# World's Ugliest Dog



## nodakoutdoors.com (Feb 27, 2002)

http://www.heraldandnews.com/articles/2 ... glydog.txt


----------



## MossyMO (Feb 12, 2004)

Man, that is ugly. Getting him into an orthodontist wouldn't even help !!!


----------



## mallard (Mar 27, 2002)

Looks like something you would see in a sci-fi movie.


----------



## mallardhunter (May 15, 2004)

dam that is ugly.


----------



## Jiffy (Apr 22, 2005)

That thing needs to be shot....


----------



## always_outdoors (Dec 17, 2002)

Don't get him wet, don't feed after 11pm, and don't take him out into the sunlight. Isn't that what the rules are for gremlins?


----------



## oklahomawatrfwlr (Jan 31, 2005)

is that possessed?!


----------



## diver_sniper (Sep 6, 2004)

good lord, i had no idea what i was getting myself into when i clicked on that link, ill see that thing in my nightmares for months


----------



## faithsdave (Jan 8, 2004)

Scared the %&*# out of me.


----------



## njsimonson (Sep 24, 2002)

Hilariously disgusting! Just what I needed.


----------



## gundogguru (Oct 7, 2003)

Man ya'll need to warn a guy about a link like that.


----------



## Goose Guy350 (Nov 29, 2004)

Hey guys, quit ragging on my dog

Just kidding, thats a face only a mother could love.

:lol:


----------



## Burly1 (Sep 20, 2003)

I don't care who you are, That's ugly right there. They should recruit that thing for horror movies. Burl


----------



## tmonster (Jan 27, 2005)

Wow, that is insane. the sad thing is that some girl out there thinks that gnarly mutt is cute.


----------



## curty (Sep 18, 2003)

OMG!! Thats one ugly Mutt. Ill bet when he was born his mother tucked her tail and ran like hell.


----------



## taddy1340 (Dec 10, 2004)

That dog closely resembles what the baby of Michael Jackson and Joan Rivers woud look like if they ever reproduced in another life! Words can't describe that THING!!!


----------



## DeltaBoy (Mar 4, 2004)

Now that's ugly! Looks like Paris Hilton left her little pup on the street...


----------



## fishhook (Aug 29, 2002)

wonder what the mailman thinks when he's gotta go to that house and that dog err...thing is outside.
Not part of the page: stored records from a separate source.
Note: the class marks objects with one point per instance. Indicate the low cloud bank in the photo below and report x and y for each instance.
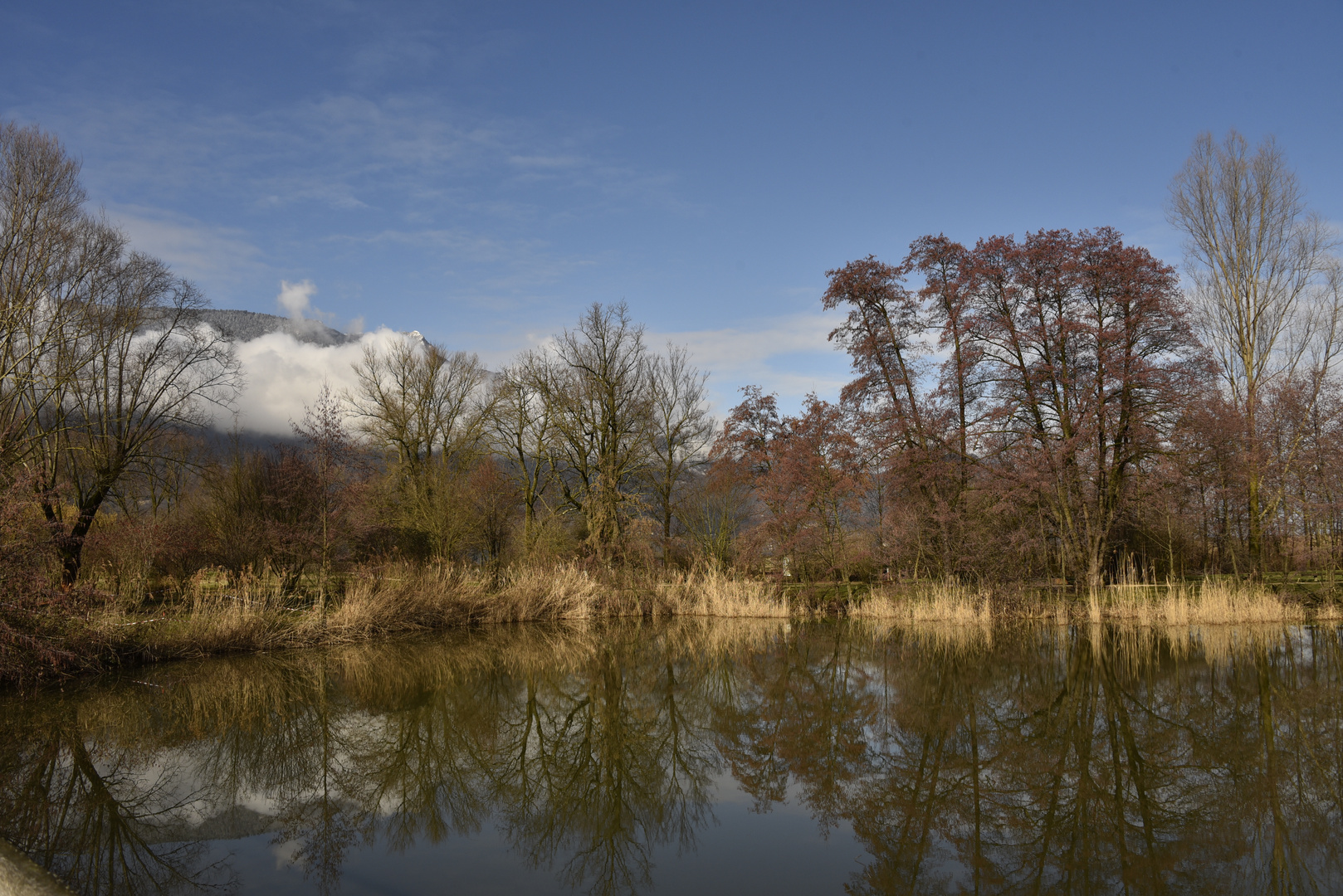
(284, 375)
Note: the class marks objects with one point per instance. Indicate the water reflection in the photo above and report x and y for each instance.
(1032, 761)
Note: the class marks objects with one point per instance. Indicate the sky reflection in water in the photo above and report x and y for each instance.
(700, 757)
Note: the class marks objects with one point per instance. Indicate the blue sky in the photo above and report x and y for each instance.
(482, 171)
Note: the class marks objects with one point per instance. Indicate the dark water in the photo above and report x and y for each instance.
(699, 758)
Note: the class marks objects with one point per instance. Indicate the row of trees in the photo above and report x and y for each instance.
(1057, 405)
(1051, 406)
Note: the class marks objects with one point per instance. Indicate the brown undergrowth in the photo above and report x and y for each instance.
(221, 614)
(217, 614)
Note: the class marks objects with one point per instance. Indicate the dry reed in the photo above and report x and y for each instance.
(945, 601)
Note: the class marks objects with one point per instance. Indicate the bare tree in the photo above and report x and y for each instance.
(599, 387)
(1265, 284)
(51, 254)
(523, 429)
(678, 433)
(427, 409)
(148, 371)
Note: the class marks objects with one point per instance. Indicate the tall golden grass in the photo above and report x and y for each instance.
(947, 601)
(221, 614)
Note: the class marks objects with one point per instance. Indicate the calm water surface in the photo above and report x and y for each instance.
(699, 758)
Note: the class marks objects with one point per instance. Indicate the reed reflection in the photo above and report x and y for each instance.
(1032, 761)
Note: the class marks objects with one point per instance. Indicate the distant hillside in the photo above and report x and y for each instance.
(245, 325)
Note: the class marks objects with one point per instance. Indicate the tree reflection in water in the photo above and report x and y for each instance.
(1032, 761)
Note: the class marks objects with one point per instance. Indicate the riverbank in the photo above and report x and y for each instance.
(214, 614)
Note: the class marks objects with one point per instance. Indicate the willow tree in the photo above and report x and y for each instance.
(104, 360)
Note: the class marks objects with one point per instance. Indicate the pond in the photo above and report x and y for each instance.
(699, 757)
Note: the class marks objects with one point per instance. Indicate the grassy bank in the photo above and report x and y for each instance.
(219, 614)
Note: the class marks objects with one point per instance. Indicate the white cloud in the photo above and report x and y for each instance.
(285, 375)
(193, 249)
(787, 355)
(295, 299)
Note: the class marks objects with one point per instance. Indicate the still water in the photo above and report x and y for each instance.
(699, 757)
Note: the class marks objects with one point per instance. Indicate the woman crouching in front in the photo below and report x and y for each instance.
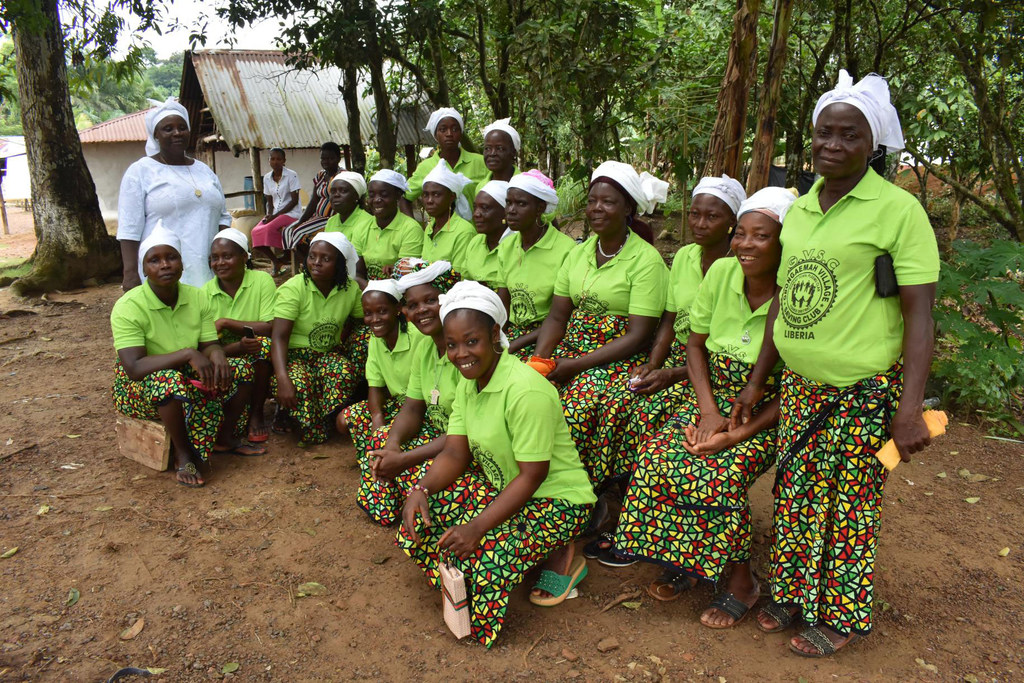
(534, 497)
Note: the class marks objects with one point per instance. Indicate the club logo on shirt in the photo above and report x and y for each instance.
(521, 306)
(809, 291)
(324, 336)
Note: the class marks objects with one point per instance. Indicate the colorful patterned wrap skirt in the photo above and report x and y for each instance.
(690, 512)
(828, 498)
(324, 384)
(584, 395)
(629, 419)
(203, 414)
(506, 553)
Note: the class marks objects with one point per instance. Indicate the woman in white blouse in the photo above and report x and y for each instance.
(169, 187)
(281, 187)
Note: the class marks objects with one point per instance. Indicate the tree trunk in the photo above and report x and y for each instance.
(72, 241)
(725, 150)
(764, 142)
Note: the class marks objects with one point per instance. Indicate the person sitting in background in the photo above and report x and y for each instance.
(170, 367)
(243, 308)
(281, 190)
(508, 489)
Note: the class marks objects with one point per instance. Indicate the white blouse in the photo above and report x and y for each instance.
(282, 191)
(188, 200)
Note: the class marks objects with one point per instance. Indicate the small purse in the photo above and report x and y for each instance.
(455, 600)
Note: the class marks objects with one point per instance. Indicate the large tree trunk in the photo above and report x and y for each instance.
(725, 150)
(764, 141)
(72, 241)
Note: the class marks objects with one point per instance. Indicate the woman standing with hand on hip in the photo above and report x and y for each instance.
(853, 324)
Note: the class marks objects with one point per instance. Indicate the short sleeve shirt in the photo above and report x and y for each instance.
(390, 368)
(684, 279)
(833, 328)
(381, 247)
(518, 418)
(529, 275)
(633, 283)
(317, 319)
(721, 310)
(430, 372)
(139, 318)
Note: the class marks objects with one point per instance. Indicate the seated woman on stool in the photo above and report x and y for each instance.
(508, 491)
(170, 366)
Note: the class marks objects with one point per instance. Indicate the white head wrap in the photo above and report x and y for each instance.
(645, 189)
(469, 294)
(233, 235)
(341, 243)
(870, 96)
(154, 117)
(443, 175)
(389, 287)
(390, 177)
(726, 188)
(424, 276)
(160, 237)
(773, 202)
(497, 189)
(537, 184)
(354, 179)
(442, 113)
(503, 126)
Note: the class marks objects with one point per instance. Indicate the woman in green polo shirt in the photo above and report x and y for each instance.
(686, 506)
(314, 311)
(856, 335)
(170, 367)
(508, 489)
(608, 297)
(396, 453)
(243, 308)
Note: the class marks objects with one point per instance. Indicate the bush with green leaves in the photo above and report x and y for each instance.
(979, 358)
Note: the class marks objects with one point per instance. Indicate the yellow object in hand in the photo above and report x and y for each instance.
(888, 455)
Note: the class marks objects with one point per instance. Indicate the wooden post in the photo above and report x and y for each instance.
(257, 180)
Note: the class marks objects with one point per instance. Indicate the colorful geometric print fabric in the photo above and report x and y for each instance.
(690, 512)
(506, 553)
(828, 499)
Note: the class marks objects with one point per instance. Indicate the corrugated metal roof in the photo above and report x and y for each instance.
(127, 128)
(258, 100)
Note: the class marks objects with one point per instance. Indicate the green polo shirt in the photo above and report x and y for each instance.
(721, 310)
(684, 279)
(380, 247)
(390, 368)
(450, 244)
(518, 419)
(317, 319)
(139, 318)
(633, 283)
(430, 372)
(832, 326)
(253, 301)
(480, 262)
(529, 275)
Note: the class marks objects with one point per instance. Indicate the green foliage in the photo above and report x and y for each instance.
(979, 357)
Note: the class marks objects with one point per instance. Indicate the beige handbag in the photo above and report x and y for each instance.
(455, 599)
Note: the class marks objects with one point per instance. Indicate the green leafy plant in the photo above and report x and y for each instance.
(979, 359)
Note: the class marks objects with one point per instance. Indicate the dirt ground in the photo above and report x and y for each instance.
(213, 572)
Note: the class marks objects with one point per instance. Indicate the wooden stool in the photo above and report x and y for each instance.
(144, 441)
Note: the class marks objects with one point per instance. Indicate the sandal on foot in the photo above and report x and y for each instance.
(820, 641)
(670, 586)
(558, 585)
(779, 614)
(190, 468)
(728, 604)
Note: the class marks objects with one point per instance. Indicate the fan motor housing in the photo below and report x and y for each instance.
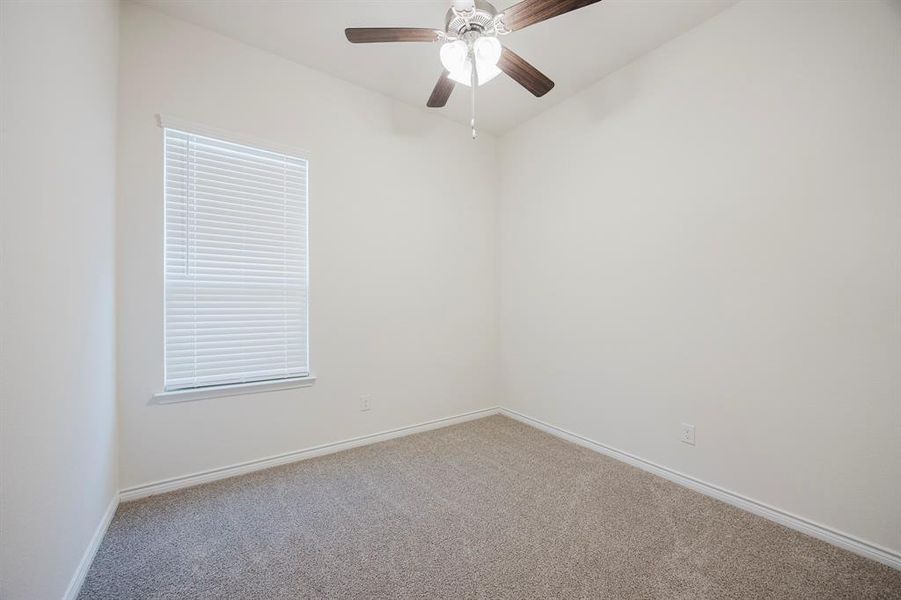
(482, 18)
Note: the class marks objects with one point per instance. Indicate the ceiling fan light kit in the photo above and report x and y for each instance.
(471, 53)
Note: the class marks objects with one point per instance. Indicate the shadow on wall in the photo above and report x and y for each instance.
(607, 96)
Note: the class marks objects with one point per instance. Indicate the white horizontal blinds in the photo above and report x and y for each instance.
(236, 263)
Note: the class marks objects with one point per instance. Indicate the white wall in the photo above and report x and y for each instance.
(402, 253)
(57, 188)
(711, 236)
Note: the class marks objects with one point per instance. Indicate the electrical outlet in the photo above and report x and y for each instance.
(687, 435)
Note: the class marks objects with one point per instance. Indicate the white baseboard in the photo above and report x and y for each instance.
(175, 483)
(806, 526)
(88, 557)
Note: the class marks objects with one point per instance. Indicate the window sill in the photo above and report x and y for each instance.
(236, 389)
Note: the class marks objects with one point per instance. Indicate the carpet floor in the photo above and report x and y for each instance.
(487, 509)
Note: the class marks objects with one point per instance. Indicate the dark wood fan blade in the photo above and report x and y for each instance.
(523, 73)
(369, 35)
(529, 12)
(441, 92)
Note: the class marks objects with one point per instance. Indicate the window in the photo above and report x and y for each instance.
(236, 268)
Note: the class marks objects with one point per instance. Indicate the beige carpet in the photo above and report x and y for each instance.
(487, 509)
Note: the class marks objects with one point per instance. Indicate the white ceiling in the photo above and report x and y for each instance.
(574, 50)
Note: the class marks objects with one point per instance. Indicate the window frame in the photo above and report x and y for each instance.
(239, 388)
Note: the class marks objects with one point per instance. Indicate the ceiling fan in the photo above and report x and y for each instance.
(471, 53)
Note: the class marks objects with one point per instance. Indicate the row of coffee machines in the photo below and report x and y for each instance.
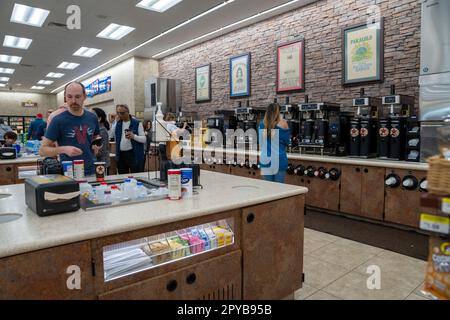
(377, 127)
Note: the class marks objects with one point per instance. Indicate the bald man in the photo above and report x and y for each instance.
(71, 132)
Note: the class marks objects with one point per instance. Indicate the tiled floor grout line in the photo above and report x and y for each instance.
(354, 269)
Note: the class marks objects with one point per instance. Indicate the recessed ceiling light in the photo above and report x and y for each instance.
(28, 15)
(157, 5)
(68, 65)
(55, 75)
(7, 70)
(10, 59)
(17, 43)
(86, 52)
(46, 82)
(115, 32)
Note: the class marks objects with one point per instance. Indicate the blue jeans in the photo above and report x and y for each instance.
(279, 177)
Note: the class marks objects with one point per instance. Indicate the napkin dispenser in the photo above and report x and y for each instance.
(8, 153)
(52, 194)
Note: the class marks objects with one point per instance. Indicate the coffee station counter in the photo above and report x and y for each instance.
(374, 190)
(255, 212)
(25, 159)
(371, 162)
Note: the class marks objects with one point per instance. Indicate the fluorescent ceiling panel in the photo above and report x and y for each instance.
(115, 32)
(45, 82)
(28, 15)
(7, 70)
(218, 7)
(68, 65)
(17, 43)
(157, 5)
(86, 52)
(55, 75)
(10, 59)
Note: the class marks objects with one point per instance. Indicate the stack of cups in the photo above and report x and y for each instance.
(174, 184)
(186, 182)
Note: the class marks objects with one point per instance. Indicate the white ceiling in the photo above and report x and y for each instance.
(53, 45)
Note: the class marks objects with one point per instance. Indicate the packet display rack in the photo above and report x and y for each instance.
(128, 258)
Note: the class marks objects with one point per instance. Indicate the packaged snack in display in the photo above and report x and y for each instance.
(220, 235)
(205, 238)
(437, 282)
(212, 237)
(228, 237)
(177, 249)
(197, 244)
(158, 250)
(185, 244)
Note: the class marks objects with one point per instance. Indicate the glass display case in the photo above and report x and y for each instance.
(124, 259)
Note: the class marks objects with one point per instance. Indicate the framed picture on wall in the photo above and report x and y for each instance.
(240, 74)
(363, 53)
(203, 84)
(291, 66)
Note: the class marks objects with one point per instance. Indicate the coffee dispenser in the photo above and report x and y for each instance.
(316, 120)
(222, 121)
(393, 125)
(290, 113)
(248, 118)
(364, 127)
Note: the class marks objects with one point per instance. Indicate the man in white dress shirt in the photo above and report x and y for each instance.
(130, 142)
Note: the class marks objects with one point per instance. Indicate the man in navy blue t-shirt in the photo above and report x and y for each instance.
(70, 134)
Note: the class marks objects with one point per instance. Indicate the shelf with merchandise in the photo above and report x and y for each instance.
(128, 258)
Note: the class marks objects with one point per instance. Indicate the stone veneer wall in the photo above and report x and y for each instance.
(321, 25)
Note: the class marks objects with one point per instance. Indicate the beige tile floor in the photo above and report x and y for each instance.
(336, 269)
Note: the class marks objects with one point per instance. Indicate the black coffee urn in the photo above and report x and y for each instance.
(396, 111)
(364, 126)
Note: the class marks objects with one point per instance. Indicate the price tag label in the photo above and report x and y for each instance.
(446, 205)
(435, 223)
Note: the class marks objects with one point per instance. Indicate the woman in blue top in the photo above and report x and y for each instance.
(274, 136)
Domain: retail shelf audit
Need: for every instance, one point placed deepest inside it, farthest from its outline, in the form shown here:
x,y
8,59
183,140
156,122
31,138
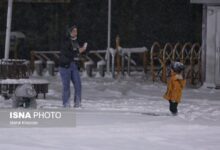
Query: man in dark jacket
x,y
69,60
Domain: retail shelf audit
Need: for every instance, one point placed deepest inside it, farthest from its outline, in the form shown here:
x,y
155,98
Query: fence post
x,y
129,63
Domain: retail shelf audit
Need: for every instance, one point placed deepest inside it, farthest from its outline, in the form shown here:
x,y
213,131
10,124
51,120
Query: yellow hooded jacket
x,y
175,87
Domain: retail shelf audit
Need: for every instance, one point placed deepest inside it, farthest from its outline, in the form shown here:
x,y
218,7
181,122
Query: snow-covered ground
x,y
124,114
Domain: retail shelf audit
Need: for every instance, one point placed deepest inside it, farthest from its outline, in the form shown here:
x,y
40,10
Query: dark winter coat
x,y
69,53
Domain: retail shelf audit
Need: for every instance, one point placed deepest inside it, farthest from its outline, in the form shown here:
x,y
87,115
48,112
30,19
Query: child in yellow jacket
x,y
175,86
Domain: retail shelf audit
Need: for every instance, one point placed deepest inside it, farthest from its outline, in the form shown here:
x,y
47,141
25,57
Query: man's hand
x,y
82,49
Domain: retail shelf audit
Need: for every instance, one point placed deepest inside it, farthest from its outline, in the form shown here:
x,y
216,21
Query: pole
x,y
109,36
8,29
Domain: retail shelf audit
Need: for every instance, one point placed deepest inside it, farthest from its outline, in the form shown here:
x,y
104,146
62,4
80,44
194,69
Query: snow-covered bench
x,y
8,86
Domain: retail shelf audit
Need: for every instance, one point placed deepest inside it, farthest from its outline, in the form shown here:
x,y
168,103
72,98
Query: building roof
x,y
209,2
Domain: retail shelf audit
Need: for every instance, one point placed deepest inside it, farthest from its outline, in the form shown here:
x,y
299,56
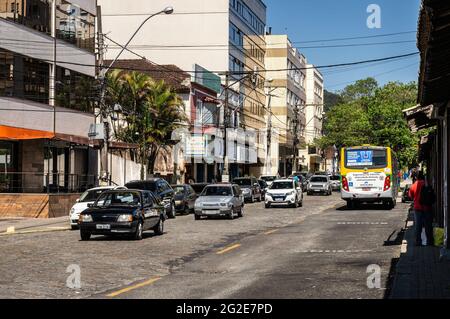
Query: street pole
x,y
105,175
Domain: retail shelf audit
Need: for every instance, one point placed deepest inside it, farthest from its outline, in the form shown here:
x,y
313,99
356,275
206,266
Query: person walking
x,y
422,195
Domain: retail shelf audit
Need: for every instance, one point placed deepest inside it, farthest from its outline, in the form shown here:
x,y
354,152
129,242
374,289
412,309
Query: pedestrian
x,y
423,196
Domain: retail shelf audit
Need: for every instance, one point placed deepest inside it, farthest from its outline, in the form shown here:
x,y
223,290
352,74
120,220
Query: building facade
x,y
224,36
312,158
287,101
47,69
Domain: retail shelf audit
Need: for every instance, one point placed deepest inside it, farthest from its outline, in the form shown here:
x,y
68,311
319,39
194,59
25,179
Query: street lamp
x,y
105,173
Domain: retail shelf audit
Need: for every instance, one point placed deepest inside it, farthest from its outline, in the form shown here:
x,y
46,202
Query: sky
x,y
311,20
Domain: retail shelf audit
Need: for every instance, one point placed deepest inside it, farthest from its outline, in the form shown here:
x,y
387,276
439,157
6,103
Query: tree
x,y
150,111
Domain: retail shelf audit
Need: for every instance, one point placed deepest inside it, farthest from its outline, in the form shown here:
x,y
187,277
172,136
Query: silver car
x,y
218,200
319,184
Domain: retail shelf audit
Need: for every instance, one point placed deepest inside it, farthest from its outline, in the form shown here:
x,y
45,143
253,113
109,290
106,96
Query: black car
x,y
123,212
185,197
160,188
264,187
405,195
250,188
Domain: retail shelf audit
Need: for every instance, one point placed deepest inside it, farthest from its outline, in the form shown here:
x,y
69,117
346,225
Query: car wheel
x,y
241,212
159,228
85,235
139,231
172,213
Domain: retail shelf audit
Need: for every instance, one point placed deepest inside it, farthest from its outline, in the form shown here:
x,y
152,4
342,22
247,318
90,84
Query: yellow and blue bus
x,y
369,174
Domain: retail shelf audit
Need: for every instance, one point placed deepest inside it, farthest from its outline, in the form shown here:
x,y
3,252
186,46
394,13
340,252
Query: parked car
x,y
319,184
264,187
160,188
335,182
269,178
123,212
185,197
405,194
250,188
88,197
285,192
220,200
198,187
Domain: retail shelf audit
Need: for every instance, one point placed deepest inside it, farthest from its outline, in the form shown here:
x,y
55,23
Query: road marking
x,y
271,231
127,289
225,250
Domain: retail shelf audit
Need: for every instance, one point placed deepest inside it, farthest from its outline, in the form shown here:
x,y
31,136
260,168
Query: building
x,y
288,100
312,156
47,72
222,36
432,110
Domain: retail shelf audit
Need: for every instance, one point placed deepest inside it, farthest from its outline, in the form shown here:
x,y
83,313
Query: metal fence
x,y
46,182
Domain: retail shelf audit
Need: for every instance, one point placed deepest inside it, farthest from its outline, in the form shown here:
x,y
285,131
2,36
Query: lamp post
x,y
105,170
Thats the greatest guard dog ever.


----------



## torf (Mar 11, 2002)

There is nothing good about that dog.


----------



## Canada_Hunter (Mar 21, 2004)

> thats a face only a mother could love


 :lol: :lol: :lol:


----------



## dlip (May 16, 2004)

I thought that thing had been thrown in a fire or something. I've since some pretty stomach turning scenes from accidents with animals, and that is supposed to be like that??????????!!!!!!!!!!! That's not ugly, that is downright scary. Those white eyes. Man!



> That thing needs to be shot....


I agree with that.


----------



## dakotaoutdoors (May 16, 2005)

That is the freakiest dog I have ever seen. Based on the teeth, it wouldn't happen to be British would it. J/K


----------



## Scraper (Apr 1, 2002)

You know how they say that people and their dogs start to look alike, that must be the reason that there is no picture of the dog's owner.


----------



## jamartinmg2 (Oct 7, 2004)

Man..... I made the mistake of showing it to my 10 year old daughter and she ended up not being able to sleep last night... Thanks a lot Chris. :wink: I am thinking though, that if you placed this dog on your front porch, you wouldn't have too much trouble with the people who market their products, or religion, on a door to door basis.


----------



## always_outdoors (Dec 17, 2002)

Dakotaoutdoors: Britsh...that is hilarious!

jamartin: I am 31 and still having bad dreams of that thing.

That is by far the ugliest dog I have ever seen in my entire life.


----------



## PJ (Oct 1, 2002)

I wonder if it would retreive ducks? That has to be fake!


----------



## Niles Short (Mar 18, 2004)

must live next to a nuculear power plant


----------